For the construction of the Hanover–Würzburg high-speed railway, the former access route to Göttingen station was demolished. The traffic of the branch line was first diverted from Weende temporarily via the new line until the former railway embankment was extended by a bridge over the high-speed line and the new Federal highway 3 and connected to the railway at the former Weende station to the Hanover–Kassel railway. Thus, the trains to Bodenfelde were the first to run on the new line in Göttingen.

===Today ===

In December 2005, after prolonged pressure on Deutsche Bahn and the Lower Saxony state transport company (Landesnahverkehrsgesellschaft Niedersachsen), they reopened the station in Lenglern, which had been closed in 1988. The line, which was still working with mechanical signalboxes in Adelebsen and Bodenfelde, has been controlled by an electronic interlocking in Göttingen since October 2008. The maximum speed on most of the line remains 60 km/h for the time being, contrary to the original announcements.

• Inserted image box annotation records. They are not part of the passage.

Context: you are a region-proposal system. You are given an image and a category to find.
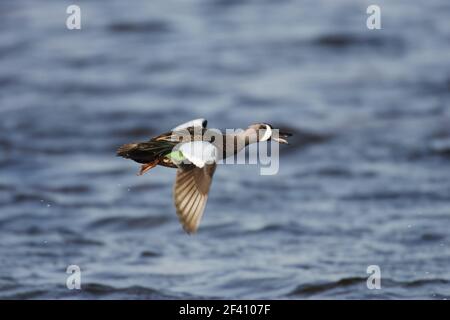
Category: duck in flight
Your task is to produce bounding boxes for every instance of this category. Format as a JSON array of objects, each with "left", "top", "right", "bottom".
[{"left": 117, "top": 119, "right": 291, "bottom": 234}]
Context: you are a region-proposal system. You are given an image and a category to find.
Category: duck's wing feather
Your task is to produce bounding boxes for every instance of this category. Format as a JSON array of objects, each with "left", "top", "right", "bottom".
[
  {"left": 172, "top": 118, "right": 208, "bottom": 131},
  {"left": 178, "top": 140, "right": 218, "bottom": 168},
  {"left": 173, "top": 163, "right": 216, "bottom": 233}
]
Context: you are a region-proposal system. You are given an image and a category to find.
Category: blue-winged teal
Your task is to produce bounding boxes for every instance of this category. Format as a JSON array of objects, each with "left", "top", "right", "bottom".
[{"left": 117, "top": 119, "right": 290, "bottom": 233}]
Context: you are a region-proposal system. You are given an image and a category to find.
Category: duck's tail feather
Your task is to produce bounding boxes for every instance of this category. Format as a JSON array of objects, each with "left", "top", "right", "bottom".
[{"left": 116, "top": 143, "right": 139, "bottom": 158}]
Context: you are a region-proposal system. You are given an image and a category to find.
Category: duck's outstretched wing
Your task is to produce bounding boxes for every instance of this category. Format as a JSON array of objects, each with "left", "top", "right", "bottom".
[{"left": 173, "top": 163, "right": 216, "bottom": 233}]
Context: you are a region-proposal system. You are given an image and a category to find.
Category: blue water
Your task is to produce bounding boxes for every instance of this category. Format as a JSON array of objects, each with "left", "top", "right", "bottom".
[{"left": 0, "top": 0, "right": 450, "bottom": 299}]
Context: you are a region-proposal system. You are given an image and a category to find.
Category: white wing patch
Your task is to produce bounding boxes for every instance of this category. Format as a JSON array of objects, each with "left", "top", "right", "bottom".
[
  {"left": 261, "top": 125, "right": 272, "bottom": 141},
  {"left": 178, "top": 141, "right": 217, "bottom": 168},
  {"left": 172, "top": 118, "right": 208, "bottom": 131}
]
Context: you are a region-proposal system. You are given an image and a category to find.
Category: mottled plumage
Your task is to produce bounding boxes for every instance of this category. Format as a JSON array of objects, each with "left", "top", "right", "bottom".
[{"left": 117, "top": 119, "right": 289, "bottom": 233}]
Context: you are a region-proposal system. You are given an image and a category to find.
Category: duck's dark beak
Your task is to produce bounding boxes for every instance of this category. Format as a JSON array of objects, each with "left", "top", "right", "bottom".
[{"left": 272, "top": 131, "right": 292, "bottom": 144}]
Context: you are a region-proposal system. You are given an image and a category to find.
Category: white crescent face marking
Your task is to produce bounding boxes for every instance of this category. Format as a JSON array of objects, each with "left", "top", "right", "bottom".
[{"left": 261, "top": 124, "right": 272, "bottom": 141}]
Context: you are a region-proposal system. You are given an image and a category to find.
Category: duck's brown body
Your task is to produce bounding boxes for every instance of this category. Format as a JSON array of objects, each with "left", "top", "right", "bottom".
[{"left": 117, "top": 119, "right": 287, "bottom": 233}]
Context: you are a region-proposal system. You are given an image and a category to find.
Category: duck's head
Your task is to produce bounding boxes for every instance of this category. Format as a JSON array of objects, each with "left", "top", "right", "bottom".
[{"left": 248, "top": 123, "right": 292, "bottom": 144}]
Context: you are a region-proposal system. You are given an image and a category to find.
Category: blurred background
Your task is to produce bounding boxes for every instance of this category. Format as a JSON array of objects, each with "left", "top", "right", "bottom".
[{"left": 0, "top": 0, "right": 450, "bottom": 299}]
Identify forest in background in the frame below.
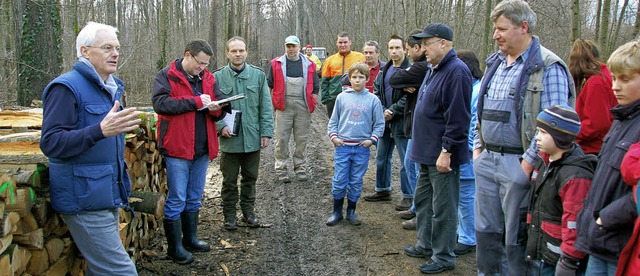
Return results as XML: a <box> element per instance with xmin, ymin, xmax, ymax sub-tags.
<box><xmin>0</xmin><ymin>0</ymin><xmax>640</xmax><ymax>106</ymax></box>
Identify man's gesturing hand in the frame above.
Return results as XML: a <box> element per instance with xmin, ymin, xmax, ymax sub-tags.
<box><xmin>100</xmin><ymin>101</ymin><xmax>142</xmax><ymax>137</ymax></box>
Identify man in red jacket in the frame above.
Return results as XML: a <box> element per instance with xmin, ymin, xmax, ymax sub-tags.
<box><xmin>267</xmin><ymin>35</ymin><xmax>320</xmax><ymax>183</ymax></box>
<box><xmin>152</xmin><ymin>40</ymin><xmax>224</xmax><ymax>264</ymax></box>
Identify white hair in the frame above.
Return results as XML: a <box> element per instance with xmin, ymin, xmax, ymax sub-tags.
<box><xmin>76</xmin><ymin>21</ymin><xmax>118</xmax><ymax>58</ymax></box>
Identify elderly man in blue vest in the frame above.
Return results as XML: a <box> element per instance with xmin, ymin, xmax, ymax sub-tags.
<box><xmin>473</xmin><ymin>0</ymin><xmax>574</xmax><ymax>275</ymax></box>
<box><xmin>267</xmin><ymin>35</ymin><xmax>320</xmax><ymax>183</ymax></box>
<box><xmin>40</xmin><ymin>22</ymin><xmax>140</xmax><ymax>275</ymax></box>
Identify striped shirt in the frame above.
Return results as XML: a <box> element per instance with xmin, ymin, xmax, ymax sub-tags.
<box><xmin>478</xmin><ymin>46</ymin><xmax>570</xmax><ymax>164</ymax></box>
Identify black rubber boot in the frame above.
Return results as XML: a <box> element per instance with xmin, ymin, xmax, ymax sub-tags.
<box><xmin>347</xmin><ymin>200</ymin><xmax>362</xmax><ymax>225</ymax></box>
<box><xmin>327</xmin><ymin>198</ymin><xmax>344</xmax><ymax>226</ymax></box>
<box><xmin>180</xmin><ymin>211</ymin><xmax>211</xmax><ymax>252</ymax></box>
<box><xmin>163</xmin><ymin>219</ymin><xmax>193</xmax><ymax>264</ymax></box>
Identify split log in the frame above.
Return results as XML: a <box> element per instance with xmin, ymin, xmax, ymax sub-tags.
<box><xmin>44</xmin><ymin>256</ymin><xmax>69</xmax><ymax>276</ymax></box>
<box><xmin>44</xmin><ymin>238</ymin><xmax>64</xmax><ymax>264</ymax></box>
<box><xmin>13</xmin><ymin>228</ymin><xmax>44</xmax><ymax>249</ymax></box>
<box><xmin>0</xmin><ymin>173</ymin><xmax>16</xmax><ymax>203</ymax></box>
<box><xmin>129</xmin><ymin>191</ymin><xmax>165</xmax><ymax>218</ymax></box>
<box><xmin>0</xmin><ymin>234</ymin><xmax>13</xmax><ymax>254</ymax></box>
<box><xmin>7</xmin><ymin>243</ymin><xmax>31</xmax><ymax>275</ymax></box>
<box><xmin>70</xmin><ymin>258</ymin><xmax>87</xmax><ymax>276</ymax></box>
<box><xmin>0</xmin><ymin>108</ymin><xmax>42</xmax><ymax>129</ymax></box>
<box><xmin>2</xmin><ymin>212</ymin><xmax>20</xmax><ymax>237</ymax></box>
<box><xmin>5</xmin><ymin>188</ymin><xmax>35</xmax><ymax>217</ymax></box>
<box><xmin>0</xmin><ymin>254</ymin><xmax>12</xmax><ymax>276</ymax></box>
<box><xmin>1</xmin><ymin>169</ymin><xmax>41</xmax><ymax>187</ymax></box>
<box><xmin>27</xmin><ymin>250</ymin><xmax>49</xmax><ymax>275</ymax></box>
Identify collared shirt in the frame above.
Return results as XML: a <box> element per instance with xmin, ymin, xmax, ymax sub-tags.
<box><xmin>475</xmin><ymin>45</ymin><xmax>569</xmax><ymax>164</ymax></box>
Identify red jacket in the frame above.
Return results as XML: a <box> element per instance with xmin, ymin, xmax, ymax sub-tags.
<box><xmin>271</xmin><ymin>55</ymin><xmax>316</xmax><ymax>113</ymax></box>
<box><xmin>616</xmin><ymin>143</ymin><xmax>640</xmax><ymax>276</ymax></box>
<box><xmin>154</xmin><ymin>61</ymin><xmax>222</xmax><ymax>160</ymax></box>
<box><xmin>576</xmin><ymin>64</ymin><xmax>618</xmax><ymax>154</ymax></box>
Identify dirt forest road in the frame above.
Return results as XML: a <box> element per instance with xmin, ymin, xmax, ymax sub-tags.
<box><xmin>137</xmin><ymin>106</ymin><xmax>477</xmax><ymax>275</ymax></box>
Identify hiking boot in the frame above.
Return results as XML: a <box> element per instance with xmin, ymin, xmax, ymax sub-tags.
<box><xmin>402</xmin><ymin>218</ymin><xmax>417</xmax><ymax>230</ymax></box>
<box><xmin>398</xmin><ymin>210</ymin><xmax>416</xmax><ymax>219</ymax></box>
<box><xmin>242</xmin><ymin>212</ymin><xmax>260</xmax><ymax>228</ymax></box>
<box><xmin>278</xmin><ymin>173</ymin><xmax>291</xmax><ymax>183</ymax></box>
<box><xmin>296</xmin><ymin>172</ymin><xmax>309</xmax><ymax>181</ymax></box>
<box><xmin>364</xmin><ymin>191</ymin><xmax>391</xmax><ymax>201</ymax></box>
<box><xmin>347</xmin><ymin>200</ymin><xmax>362</xmax><ymax>225</ymax></box>
<box><xmin>326</xmin><ymin>198</ymin><xmax>344</xmax><ymax>226</ymax></box>
<box><xmin>453</xmin><ymin>243</ymin><xmax>476</xmax><ymax>256</ymax></box>
<box><xmin>224</xmin><ymin>216</ymin><xmax>238</xmax><ymax>231</ymax></box>
<box><xmin>163</xmin><ymin>219</ymin><xmax>193</xmax><ymax>264</ymax></box>
<box><xmin>396</xmin><ymin>198</ymin><xmax>413</xmax><ymax>211</ymax></box>
<box><xmin>404</xmin><ymin>245</ymin><xmax>431</xmax><ymax>259</ymax></box>
<box><xmin>420</xmin><ymin>260</ymin><xmax>455</xmax><ymax>274</ymax></box>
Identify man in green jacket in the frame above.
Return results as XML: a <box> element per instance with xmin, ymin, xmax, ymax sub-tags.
<box><xmin>213</xmin><ymin>36</ymin><xmax>273</xmax><ymax>230</ymax></box>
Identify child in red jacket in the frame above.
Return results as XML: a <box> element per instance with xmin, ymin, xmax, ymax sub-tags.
<box><xmin>526</xmin><ymin>105</ymin><xmax>597</xmax><ymax>275</ymax></box>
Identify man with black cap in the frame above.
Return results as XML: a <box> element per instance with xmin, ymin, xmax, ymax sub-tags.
<box><xmin>404</xmin><ymin>23</ymin><xmax>472</xmax><ymax>274</ymax></box>
<box><xmin>267</xmin><ymin>35</ymin><xmax>320</xmax><ymax>183</ymax></box>
<box><xmin>473</xmin><ymin>0</ymin><xmax>575</xmax><ymax>275</ymax></box>
<box><xmin>527</xmin><ymin>105</ymin><xmax>598</xmax><ymax>275</ymax></box>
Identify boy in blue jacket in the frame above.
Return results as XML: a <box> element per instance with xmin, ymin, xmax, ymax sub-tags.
<box><xmin>327</xmin><ymin>63</ymin><xmax>384</xmax><ymax>226</ymax></box>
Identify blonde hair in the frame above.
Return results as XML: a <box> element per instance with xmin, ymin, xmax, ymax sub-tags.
<box><xmin>348</xmin><ymin>62</ymin><xmax>371</xmax><ymax>79</ymax></box>
<box><xmin>607</xmin><ymin>39</ymin><xmax>640</xmax><ymax>76</ymax></box>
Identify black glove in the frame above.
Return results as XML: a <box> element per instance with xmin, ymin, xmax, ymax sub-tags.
<box><xmin>556</xmin><ymin>254</ymin><xmax>580</xmax><ymax>276</ymax></box>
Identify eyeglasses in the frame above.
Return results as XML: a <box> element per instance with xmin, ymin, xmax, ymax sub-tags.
<box><xmin>86</xmin><ymin>44</ymin><xmax>120</xmax><ymax>53</ymax></box>
<box><xmin>191</xmin><ymin>56</ymin><xmax>209</xmax><ymax>67</ymax></box>
<box><xmin>422</xmin><ymin>38</ymin><xmax>444</xmax><ymax>46</ymax></box>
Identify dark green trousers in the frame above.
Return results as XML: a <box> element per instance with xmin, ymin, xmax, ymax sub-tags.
<box><xmin>220</xmin><ymin>150</ymin><xmax>260</xmax><ymax>217</ymax></box>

While two level crossings were made technically secure with half barriers in Erbsen and Lödingsen in October/November 2013, the technical backup at some other level crossings is still unclear. The lack of several engineering backup systems have led to speed restrictions. Since late 2009, the section between Offensen (25.6 kilometres) and Bodenfelde can be run at 80 km/h. There is no wheelchair access to trains in Lenglern and Adelebsen. Trains can only be reached by stairs in Bodenfelde. Maps and directions to buses or taxis for the onward journey are missing at the halts at Leglern, Lödingsen, Offensen (Kr. Northeim) and Vernawahlshausen.

==Operations==

Since 15 December 2013, services on the line have been by operated by NordWestBahn GmbH. This has run at weekdays at hourly intervals. This represented an intensification of operations as the previous operator DB Regio had operated a two-hour regular interval service with additional Regionalbahn services for students since December 2007. Due to the lack of crossing facilities (which was only possible in Adelebsen), the journey time between Bodenfelde and Göttingen was lengthened by about six to eight minutes with the reintroduction of hourly services and now amounts to around 50 minutes.

The trains continue from Bodenfelde on the Solling Railway to Ottbergen, where there are good connections both towards Paderborn and towards Höxter, Holzminden and Kreiensen. The NordWestBahn operates three-part Bombardier Talent diesel railcars. DB Regio operated two-part LINT railcars until 14 December 2013. Until 2005, most DB services were operated with class 614 and 628 diesel multiple units.

A Paderborn–Kreiensen/Göttingen service was established with sections uncoupling in Ottbergen (thus offering a transfer-free connection between Paderborn and Göttingen) at the timetable change in December 2015 (RB 84/RB 85).

In 1910, there were five pairs of passenger trains with a travel time of 82 minutes, in 1937 there were ten pairs, in the 1950s there were 13 to 16 pairs, including several long-distance express trains that stopped only in Adelebsen. Until 1989, an Eilzug (semi-fast) service ran between the Ruhr and Göttingen, which was upgraded to an express (D-Züge) in 1983. The carriages ran to Bodenfelde as through coaches in the last few years.